To scale the Google search service, then, they figured that many large problems did not intrinsically require doing actions one at a time. But Google first had to free itself of the false dependencies. So they coined the term MapReduce and created both a set of operations and a way to store the data for those operations natively, all while preserving the natural independence that is inherent in each problem, building the whole mess atop the remarkable Google File System, which I’ll cover some other day.

Google led the way but many other companies have followed suit, opening doors to a wide range of new ways of thinking about large-scale data manipulation. Suddenly there are different ways to store the data, new ways to write applications, and new places (thousands of cheap boxes) to run such applications.

What this does for Larry Ellison and his libido is a great question, because it looks like he’s bought up most of the traditional database-centric software industry just in time for it to be declared obsolete.

Sorry Larry.

Comments from the Tribe

Status: [CLOSED] read all comments (48)

Think of the overhead and the layers of cruft needed to make a web app with a data store back-end...

How about HTML->[language]->database? Hardly 'cruft', especially since the database can guarantee integrity so different languages and front-ends can talk to it without risking corruption.

We never question this assumption... but, I think the ugly duckling is clearly SQL - we need to throw that away, rather than extending it

Here I find myself in agreement, but for completely different reasons. SQL is a *bad* implementation of relational logic, and better languages have been designed. The key is not the language but the logic. No matter how you implement it, if you want to be able to make set-based constraints and relationships, you need something 'relational'.

Replace it with a legit modern programming language [be it python/arc/lisp/ocaml/ruby/F#...] which has succinct, readable ways to express operations on data. Have an event mechanism inbuilt into the language - you wont need to have 12 flavours of stored procedure dialects just to run some code when data changes, or new data arrives.

There is a better way.

And here we have the complete face-palm moment. "Succinct... readable..."; how much more succinct can you get than "SELECT a FROM b WHERE condition"? (OK, some of the non-SQL relational languages let you leave out the "SELECT"...). Simply put, again: it's NOT about the language, it's about whether you need to enforce certain logic on your data. If you did that with Ruby, you would have... a Relational system--albeit an insanely slower one than the heavily-researched and optimized ones you have nowadays.

Rick Morris | Oct 10, 2008 | 3:09PM

The biggest fallacy I see being discussed here is what C.J. Date and colleagues refer to as the logical/physical confusion.

The "Relational Model" is a term originally meant to describe a theory of working with data wherein the user or developer can access and control data simply by making declarative logical statements. There is nothing in that theory that requires a certain programming model to the underlying engine, or even whether the data need be written to disk. Those are questions of implementation. There is no instruction as to whether threads are allowed. In fact, the 'transaction' is not really a part of the relational model. Those are all just issues of what mechanisms the database engine programmers use to achieve the logical goals of the model. Ditto for the choice of language.

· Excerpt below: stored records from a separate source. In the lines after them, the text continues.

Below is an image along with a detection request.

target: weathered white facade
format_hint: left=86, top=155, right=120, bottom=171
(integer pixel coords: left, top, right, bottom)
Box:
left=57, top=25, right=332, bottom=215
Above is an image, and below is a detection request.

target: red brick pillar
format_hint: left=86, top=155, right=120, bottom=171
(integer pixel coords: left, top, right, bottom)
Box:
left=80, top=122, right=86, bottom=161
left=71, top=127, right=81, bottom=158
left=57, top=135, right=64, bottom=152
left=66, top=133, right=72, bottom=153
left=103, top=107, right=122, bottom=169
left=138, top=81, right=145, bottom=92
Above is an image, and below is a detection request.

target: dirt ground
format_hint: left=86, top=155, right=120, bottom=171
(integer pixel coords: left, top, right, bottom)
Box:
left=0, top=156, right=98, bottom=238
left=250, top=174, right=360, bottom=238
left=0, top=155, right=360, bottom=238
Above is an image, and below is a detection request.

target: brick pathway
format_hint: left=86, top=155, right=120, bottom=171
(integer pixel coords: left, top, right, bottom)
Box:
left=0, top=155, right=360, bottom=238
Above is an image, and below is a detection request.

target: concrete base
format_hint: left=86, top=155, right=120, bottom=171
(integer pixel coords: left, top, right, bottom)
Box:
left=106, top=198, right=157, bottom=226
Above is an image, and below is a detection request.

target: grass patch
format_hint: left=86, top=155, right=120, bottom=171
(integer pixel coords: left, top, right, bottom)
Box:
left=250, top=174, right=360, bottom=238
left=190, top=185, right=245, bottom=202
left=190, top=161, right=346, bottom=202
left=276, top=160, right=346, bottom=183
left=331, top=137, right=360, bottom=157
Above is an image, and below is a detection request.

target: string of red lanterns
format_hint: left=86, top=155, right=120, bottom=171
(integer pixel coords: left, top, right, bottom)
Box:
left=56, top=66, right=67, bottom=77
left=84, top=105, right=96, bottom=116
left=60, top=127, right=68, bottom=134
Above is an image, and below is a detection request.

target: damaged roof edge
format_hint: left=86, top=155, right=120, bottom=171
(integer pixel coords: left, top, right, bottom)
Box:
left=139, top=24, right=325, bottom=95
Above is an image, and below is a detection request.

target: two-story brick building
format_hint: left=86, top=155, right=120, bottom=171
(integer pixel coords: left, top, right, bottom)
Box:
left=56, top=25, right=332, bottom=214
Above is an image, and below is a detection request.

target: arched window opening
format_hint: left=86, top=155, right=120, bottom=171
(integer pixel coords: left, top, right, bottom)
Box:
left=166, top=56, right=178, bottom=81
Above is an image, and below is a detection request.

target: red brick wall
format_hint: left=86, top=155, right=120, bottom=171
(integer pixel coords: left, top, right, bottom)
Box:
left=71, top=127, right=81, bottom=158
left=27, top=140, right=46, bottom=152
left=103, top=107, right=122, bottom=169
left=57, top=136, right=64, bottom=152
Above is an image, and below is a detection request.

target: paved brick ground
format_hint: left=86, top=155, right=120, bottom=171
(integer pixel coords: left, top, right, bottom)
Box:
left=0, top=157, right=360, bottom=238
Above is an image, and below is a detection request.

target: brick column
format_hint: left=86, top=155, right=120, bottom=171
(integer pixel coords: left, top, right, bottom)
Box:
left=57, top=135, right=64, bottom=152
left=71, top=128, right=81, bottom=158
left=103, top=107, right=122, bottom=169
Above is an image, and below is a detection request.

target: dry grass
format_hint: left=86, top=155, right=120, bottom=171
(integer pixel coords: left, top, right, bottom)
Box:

The only intent of the relational model was to provide a set of axioms to create a data management engine which a) provides a consistent logical method of dealing with data, and b) can guarantee whatever level of data integrity is desired by the user (example: don't allow an invoice to include items that are not in stock, etc...). How the DBMS accomplishes this goal is up to the developer. Ergo there is no need to foresee the death of the relational database, but rather to look for the interesting methods used to meet new challenges.

Rick Morris | Oct 10, 2008 | 3:45PM

Bob, thanks for the explanation. I think you need to be a bit more explicit in that 3rd to last paragraph.

Dave | Oct 10, 2008 | 5:29PM